How the modes differ

Every ControlNet mode is a pair: a preprocessor that turns your reference into a control map, and a model trained to read that specific map. The map type is what matters:

  • Edge maps (Canny, Lineart, Softedge, MLSD) preserve outlines and detail.
  • Geometry maps (Depth, Normal) preserve 3D form and spatial layout.
  • Pose maps (OpenPose) preserve human/animal articulation only.
  • Semantic maps (Segmentation) preserve what is where by region.
  • Loose maps (Scribble, Tile, Reference) give the model the most freedom.

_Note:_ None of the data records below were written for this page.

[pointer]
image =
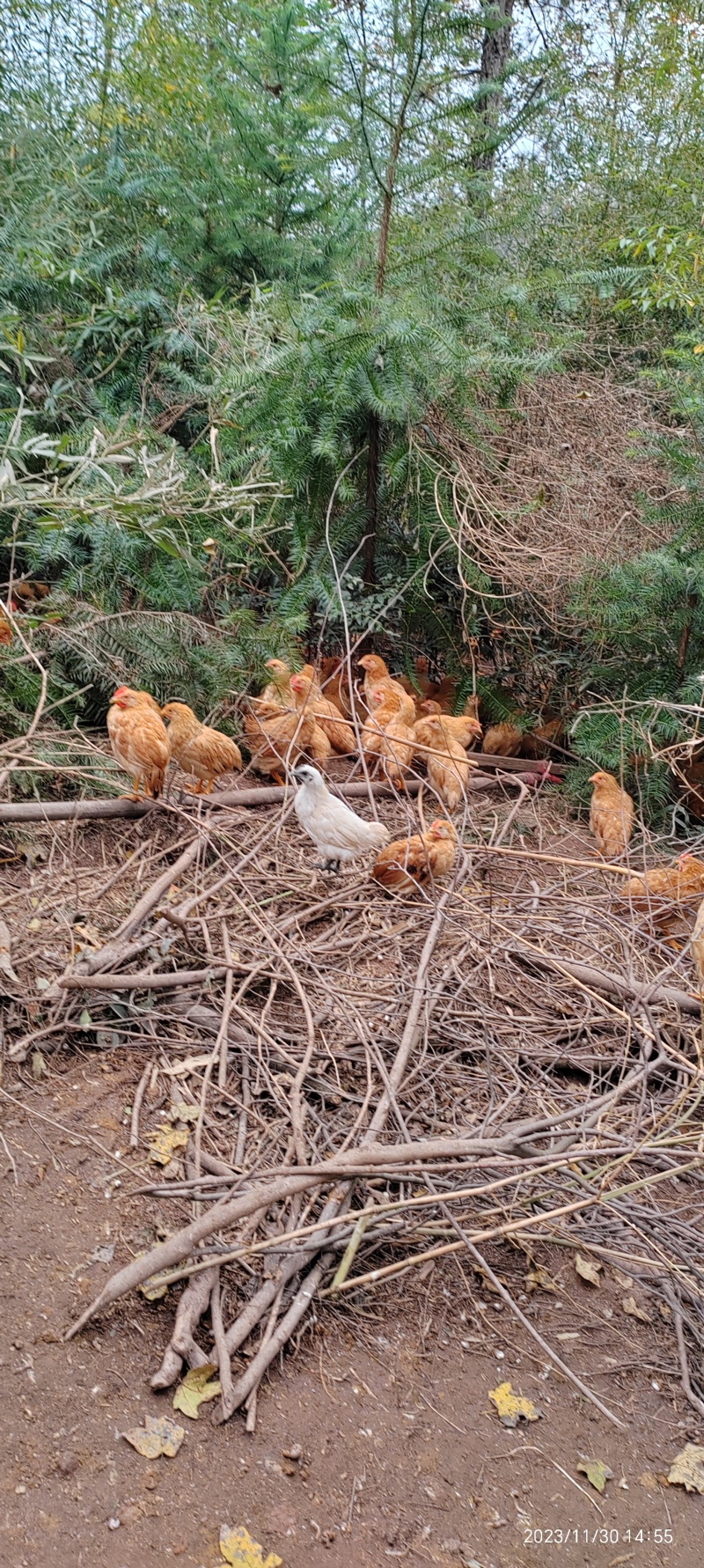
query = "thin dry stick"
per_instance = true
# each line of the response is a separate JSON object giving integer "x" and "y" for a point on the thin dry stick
{"x": 684, "y": 1365}
{"x": 136, "y": 1106}
{"x": 226, "y": 1010}
{"x": 517, "y": 1311}
{"x": 218, "y": 1333}
{"x": 341, "y": 1198}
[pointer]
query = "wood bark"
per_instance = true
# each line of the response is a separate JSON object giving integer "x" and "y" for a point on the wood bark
{"x": 495, "y": 58}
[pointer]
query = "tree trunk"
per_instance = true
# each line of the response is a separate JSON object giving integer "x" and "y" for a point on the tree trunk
{"x": 495, "y": 58}
{"x": 369, "y": 558}
{"x": 373, "y": 429}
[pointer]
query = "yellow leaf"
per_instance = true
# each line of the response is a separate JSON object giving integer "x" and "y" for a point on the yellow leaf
{"x": 240, "y": 1551}
{"x": 632, "y": 1310}
{"x": 165, "y": 1142}
{"x": 687, "y": 1468}
{"x": 587, "y": 1269}
{"x": 596, "y": 1471}
{"x": 196, "y": 1389}
{"x": 539, "y": 1280}
{"x": 511, "y": 1405}
{"x": 184, "y": 1112}
{"x": 158, "y": 1435}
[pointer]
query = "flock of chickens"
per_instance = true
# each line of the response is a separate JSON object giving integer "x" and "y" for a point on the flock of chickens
{"x": 303, "y": 717}
{"x": 389, "y": 725}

The tighter the map, the more faithfully output matches the reference — and the less room the prompt has to change things. That trade-off is exactly what the control weight tunes.

Tips

  • Stack modes carefully. OpenPose + Depth is a powerful combo for posed characters in a scene, but two strong controls fight each other — drop each weight to ~0.6 when stacking.
  • Match resolution. Generate at a size close to your reference’s aspect ratio so the control map isn’t stretched.
  • Use guidance end to free the late steps. Ending control around 0.7–0.8 lets the final denoising steps add texture and realism the rigid map would otherwise suppress.